Fico navigava sereno nel Golfo. A proteggerlo c’era la sua scorta
Roberto FIco (Ansa)
Ha il gozzo ormeggiato alla banchina gestita dall’Aeronautica e in mare è seguito da vistose imbarcazioni delle Forze dell’ordine.

Roberto Fico e la sua barca, anzi barchetta, anzi gozzo, anzi gozzetto: da settimane la politica campana e nazionale si sta dedicando alla imbarcazione dell’ex presidente della Camera, candidato alla guida della Regione Campania per il centrosinistra allargato.
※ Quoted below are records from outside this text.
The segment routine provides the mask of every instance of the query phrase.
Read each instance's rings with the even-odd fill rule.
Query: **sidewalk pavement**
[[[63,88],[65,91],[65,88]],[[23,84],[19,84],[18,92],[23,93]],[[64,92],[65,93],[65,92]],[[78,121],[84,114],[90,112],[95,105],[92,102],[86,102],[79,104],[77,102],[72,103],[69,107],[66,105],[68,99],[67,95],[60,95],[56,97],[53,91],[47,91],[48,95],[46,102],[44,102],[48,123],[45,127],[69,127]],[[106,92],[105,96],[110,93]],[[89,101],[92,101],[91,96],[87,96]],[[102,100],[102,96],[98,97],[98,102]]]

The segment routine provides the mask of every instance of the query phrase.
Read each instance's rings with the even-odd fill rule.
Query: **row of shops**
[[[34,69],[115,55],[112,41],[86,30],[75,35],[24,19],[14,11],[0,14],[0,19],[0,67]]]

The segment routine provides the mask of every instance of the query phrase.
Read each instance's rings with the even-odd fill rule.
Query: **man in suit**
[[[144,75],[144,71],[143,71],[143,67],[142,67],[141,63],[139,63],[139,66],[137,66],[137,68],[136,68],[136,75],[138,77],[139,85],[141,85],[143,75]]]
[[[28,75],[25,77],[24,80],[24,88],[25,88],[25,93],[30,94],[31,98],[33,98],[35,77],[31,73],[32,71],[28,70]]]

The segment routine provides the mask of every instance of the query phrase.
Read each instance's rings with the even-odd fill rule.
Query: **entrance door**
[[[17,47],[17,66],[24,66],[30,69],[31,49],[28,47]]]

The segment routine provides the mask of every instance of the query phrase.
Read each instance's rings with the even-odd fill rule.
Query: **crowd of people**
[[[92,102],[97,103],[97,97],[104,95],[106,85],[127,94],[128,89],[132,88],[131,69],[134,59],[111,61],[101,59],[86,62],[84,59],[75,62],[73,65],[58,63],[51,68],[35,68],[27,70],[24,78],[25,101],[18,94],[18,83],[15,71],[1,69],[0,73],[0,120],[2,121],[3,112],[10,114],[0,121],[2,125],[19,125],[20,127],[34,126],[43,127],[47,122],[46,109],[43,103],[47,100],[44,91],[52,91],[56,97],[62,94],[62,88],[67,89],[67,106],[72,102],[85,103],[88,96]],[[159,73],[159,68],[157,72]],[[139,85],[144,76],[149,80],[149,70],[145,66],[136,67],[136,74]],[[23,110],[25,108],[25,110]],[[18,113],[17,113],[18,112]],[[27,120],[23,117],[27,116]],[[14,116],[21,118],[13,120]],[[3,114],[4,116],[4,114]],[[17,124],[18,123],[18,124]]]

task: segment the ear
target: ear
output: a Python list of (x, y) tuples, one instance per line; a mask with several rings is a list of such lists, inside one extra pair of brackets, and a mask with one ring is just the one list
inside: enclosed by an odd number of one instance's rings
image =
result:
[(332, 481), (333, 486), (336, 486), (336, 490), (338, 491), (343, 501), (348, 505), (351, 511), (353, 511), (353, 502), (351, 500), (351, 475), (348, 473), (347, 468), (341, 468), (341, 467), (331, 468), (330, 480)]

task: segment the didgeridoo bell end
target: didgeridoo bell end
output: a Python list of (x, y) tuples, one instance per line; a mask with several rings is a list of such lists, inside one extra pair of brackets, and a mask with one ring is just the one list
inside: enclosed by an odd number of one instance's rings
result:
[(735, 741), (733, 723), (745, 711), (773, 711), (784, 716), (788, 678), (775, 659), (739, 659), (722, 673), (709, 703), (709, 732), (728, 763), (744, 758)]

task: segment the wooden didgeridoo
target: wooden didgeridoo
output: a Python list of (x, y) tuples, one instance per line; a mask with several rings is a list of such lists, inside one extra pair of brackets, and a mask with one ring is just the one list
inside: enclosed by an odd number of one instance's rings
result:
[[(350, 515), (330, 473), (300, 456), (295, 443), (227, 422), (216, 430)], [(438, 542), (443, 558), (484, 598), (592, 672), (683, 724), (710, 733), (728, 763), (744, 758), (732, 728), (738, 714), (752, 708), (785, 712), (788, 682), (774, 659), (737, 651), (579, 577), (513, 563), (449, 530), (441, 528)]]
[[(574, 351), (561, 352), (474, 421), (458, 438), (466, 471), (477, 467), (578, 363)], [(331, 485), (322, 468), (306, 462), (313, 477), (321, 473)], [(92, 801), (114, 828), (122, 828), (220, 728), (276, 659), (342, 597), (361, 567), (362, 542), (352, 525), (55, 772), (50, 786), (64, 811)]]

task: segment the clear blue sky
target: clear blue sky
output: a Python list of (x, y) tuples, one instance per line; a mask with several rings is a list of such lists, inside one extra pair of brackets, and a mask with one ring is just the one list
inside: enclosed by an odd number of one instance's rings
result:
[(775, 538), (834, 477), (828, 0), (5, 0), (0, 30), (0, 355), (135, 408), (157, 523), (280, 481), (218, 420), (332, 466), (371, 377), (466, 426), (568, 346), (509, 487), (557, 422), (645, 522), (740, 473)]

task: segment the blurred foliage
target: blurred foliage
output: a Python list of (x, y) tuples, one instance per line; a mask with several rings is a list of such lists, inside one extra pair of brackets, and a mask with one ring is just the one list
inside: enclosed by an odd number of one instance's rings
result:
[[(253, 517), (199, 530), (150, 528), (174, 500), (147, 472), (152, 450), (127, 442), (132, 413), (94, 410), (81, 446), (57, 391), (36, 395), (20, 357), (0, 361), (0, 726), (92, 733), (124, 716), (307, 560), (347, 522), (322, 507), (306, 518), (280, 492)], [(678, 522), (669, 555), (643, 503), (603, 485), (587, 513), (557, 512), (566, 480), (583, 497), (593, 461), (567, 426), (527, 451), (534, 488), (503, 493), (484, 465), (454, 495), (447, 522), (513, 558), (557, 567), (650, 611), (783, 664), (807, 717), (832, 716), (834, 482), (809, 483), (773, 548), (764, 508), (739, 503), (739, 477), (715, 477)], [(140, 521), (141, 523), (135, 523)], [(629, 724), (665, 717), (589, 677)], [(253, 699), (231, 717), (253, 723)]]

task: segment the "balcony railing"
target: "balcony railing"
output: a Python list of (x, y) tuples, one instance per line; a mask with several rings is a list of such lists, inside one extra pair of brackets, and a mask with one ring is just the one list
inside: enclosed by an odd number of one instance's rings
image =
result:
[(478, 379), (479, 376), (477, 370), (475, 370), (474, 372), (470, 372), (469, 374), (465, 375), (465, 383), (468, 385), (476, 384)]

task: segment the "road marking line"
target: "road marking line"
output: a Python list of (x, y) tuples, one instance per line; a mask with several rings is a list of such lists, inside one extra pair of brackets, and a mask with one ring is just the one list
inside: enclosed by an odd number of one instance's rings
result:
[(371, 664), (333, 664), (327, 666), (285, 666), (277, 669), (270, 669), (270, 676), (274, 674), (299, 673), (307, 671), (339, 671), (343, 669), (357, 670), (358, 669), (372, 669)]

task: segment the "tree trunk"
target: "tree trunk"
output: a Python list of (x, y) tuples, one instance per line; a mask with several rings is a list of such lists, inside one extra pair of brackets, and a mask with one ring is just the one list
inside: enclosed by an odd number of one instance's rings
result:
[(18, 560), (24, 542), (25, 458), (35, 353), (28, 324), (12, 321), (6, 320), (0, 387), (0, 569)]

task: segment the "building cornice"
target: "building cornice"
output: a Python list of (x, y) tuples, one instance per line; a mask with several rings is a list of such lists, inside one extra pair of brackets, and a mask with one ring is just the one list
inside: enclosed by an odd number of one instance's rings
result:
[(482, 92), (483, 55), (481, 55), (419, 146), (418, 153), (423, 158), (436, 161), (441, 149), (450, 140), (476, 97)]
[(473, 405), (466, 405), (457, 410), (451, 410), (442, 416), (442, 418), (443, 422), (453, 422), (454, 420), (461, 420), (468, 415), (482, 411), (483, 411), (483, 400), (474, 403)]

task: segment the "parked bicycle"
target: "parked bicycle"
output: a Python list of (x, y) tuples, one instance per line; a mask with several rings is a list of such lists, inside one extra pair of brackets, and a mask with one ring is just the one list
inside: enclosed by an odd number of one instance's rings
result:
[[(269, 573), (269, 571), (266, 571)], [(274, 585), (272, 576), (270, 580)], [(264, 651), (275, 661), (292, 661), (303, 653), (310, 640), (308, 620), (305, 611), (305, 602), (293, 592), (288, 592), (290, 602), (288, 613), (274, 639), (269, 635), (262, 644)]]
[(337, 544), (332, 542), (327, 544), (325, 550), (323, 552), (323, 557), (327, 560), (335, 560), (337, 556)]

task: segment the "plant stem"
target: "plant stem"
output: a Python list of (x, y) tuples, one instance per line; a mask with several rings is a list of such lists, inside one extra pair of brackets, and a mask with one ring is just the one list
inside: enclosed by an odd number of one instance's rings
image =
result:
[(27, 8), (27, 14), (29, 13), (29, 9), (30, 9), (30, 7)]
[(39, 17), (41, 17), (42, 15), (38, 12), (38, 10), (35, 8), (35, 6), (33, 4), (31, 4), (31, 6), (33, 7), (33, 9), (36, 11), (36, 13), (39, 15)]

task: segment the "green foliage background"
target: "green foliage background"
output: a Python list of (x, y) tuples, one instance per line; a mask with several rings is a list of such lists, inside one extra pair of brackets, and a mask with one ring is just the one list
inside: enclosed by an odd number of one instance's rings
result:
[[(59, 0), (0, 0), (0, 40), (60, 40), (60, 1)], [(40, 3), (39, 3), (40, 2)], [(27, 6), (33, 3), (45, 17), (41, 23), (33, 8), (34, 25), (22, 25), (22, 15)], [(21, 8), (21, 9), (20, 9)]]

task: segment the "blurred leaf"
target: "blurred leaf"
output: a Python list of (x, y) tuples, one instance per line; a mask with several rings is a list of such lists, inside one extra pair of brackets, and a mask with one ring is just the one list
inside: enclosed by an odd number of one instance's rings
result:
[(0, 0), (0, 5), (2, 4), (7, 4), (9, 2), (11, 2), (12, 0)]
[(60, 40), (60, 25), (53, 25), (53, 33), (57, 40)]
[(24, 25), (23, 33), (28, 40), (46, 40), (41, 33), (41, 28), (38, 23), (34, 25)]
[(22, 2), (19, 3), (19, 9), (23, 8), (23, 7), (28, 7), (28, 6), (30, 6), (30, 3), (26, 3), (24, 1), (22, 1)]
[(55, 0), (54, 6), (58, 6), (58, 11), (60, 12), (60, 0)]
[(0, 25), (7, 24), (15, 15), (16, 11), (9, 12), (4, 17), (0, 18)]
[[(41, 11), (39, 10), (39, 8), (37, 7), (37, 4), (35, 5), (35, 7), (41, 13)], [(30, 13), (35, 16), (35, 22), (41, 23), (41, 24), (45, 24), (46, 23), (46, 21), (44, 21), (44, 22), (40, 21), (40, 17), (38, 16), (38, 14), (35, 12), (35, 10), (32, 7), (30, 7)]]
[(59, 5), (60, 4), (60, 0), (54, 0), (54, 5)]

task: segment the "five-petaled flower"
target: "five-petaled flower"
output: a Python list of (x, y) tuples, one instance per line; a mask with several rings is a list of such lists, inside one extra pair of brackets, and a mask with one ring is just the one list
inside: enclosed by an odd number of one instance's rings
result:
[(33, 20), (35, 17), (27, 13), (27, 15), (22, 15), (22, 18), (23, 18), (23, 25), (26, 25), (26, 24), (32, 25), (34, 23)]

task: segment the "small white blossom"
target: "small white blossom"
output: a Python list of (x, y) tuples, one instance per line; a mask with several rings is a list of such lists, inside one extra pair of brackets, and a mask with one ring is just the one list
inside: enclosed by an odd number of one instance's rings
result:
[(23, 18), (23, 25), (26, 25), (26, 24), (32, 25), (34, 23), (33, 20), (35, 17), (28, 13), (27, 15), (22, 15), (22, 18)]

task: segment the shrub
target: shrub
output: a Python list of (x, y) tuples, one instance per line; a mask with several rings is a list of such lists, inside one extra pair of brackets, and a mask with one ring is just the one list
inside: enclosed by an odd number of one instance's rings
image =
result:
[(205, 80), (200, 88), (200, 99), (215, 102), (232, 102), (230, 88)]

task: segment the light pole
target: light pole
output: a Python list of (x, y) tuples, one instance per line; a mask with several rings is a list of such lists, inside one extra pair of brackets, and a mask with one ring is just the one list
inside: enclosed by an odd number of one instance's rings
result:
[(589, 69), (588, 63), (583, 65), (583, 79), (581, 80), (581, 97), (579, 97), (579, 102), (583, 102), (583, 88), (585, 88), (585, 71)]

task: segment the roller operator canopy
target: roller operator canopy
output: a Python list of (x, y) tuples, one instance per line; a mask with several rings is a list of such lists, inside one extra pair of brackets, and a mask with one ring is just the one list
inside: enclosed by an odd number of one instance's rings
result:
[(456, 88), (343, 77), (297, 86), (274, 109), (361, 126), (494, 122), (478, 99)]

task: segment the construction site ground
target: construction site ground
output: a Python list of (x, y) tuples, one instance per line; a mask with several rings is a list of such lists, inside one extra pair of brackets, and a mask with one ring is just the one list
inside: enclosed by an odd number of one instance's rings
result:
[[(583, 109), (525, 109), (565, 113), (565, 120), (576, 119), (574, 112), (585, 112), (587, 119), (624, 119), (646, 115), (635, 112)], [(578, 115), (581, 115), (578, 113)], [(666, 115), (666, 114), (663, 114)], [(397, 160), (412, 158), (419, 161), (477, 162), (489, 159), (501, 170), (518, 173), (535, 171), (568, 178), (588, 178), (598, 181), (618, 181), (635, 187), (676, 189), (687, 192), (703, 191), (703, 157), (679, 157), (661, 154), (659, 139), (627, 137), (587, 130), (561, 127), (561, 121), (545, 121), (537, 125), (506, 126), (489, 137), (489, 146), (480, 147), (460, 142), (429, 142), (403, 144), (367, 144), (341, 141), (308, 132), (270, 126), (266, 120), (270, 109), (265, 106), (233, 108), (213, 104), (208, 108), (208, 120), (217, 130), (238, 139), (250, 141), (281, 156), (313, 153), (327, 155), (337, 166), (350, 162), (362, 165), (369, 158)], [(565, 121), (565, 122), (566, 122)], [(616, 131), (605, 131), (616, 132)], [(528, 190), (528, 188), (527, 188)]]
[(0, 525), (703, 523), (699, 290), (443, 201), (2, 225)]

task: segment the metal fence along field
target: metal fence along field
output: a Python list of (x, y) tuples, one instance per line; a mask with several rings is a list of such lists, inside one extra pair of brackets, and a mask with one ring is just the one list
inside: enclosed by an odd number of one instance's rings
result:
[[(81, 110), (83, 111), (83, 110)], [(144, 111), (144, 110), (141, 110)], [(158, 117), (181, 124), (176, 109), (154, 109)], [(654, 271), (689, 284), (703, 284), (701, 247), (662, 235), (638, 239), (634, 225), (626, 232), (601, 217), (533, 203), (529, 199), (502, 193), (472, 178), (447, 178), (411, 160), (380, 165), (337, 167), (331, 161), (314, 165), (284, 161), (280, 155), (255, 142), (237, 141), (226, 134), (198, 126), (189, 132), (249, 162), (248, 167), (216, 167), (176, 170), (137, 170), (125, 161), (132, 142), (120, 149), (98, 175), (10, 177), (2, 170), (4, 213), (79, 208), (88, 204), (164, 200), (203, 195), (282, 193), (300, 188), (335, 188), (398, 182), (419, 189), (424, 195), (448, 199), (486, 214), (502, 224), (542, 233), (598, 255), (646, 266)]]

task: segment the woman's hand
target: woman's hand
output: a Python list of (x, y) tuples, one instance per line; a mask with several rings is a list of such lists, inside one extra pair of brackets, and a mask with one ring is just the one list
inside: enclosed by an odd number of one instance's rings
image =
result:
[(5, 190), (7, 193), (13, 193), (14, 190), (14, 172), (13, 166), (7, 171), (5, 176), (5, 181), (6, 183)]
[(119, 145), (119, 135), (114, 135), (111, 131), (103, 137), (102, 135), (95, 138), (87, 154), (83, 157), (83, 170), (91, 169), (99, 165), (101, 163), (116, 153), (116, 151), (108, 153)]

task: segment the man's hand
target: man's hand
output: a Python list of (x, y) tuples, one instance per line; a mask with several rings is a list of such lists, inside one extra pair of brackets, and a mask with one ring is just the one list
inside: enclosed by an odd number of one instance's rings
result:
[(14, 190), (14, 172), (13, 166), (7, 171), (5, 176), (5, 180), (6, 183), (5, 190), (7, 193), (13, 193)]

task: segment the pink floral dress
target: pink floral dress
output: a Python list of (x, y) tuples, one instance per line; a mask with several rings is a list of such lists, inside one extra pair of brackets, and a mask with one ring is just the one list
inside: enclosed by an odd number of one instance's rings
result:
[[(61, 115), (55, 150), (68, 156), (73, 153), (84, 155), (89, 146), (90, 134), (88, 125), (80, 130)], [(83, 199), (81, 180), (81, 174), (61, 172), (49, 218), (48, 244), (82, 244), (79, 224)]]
La Verità è in grado di raccontare per filo e per segno questa storia, correggendo una serie di imprecisioni che sono state riportate, e aggiungendo particolari gustosi che i diportisti napoletani conoscono benissimo. E’ bene ribadire sin da ora che nulla di quello che raccontiamo è illegale o illegittimo: si tratta solo di mettere in luce che i proclami dei sedicenti «anticasta» spesso non corrispondono ai comportamenti individuali. Punto primo: la barca che veniva ormeggiata presso l’area della banchina di Nisida gestita dall’Aeronautica militare, a quanto ci risulta, non sarebbe il «Paprika», il cabinato la cui foto ha fatto il giro dei media italiani con Fico a bordo, bensì un gozzo in legno scoperto, di colore blu, senza cabine e con un albero al centro. Non sappiamo se Fico abbia successivamente acquistato un’altra barca più grande, ma non è questo il tema.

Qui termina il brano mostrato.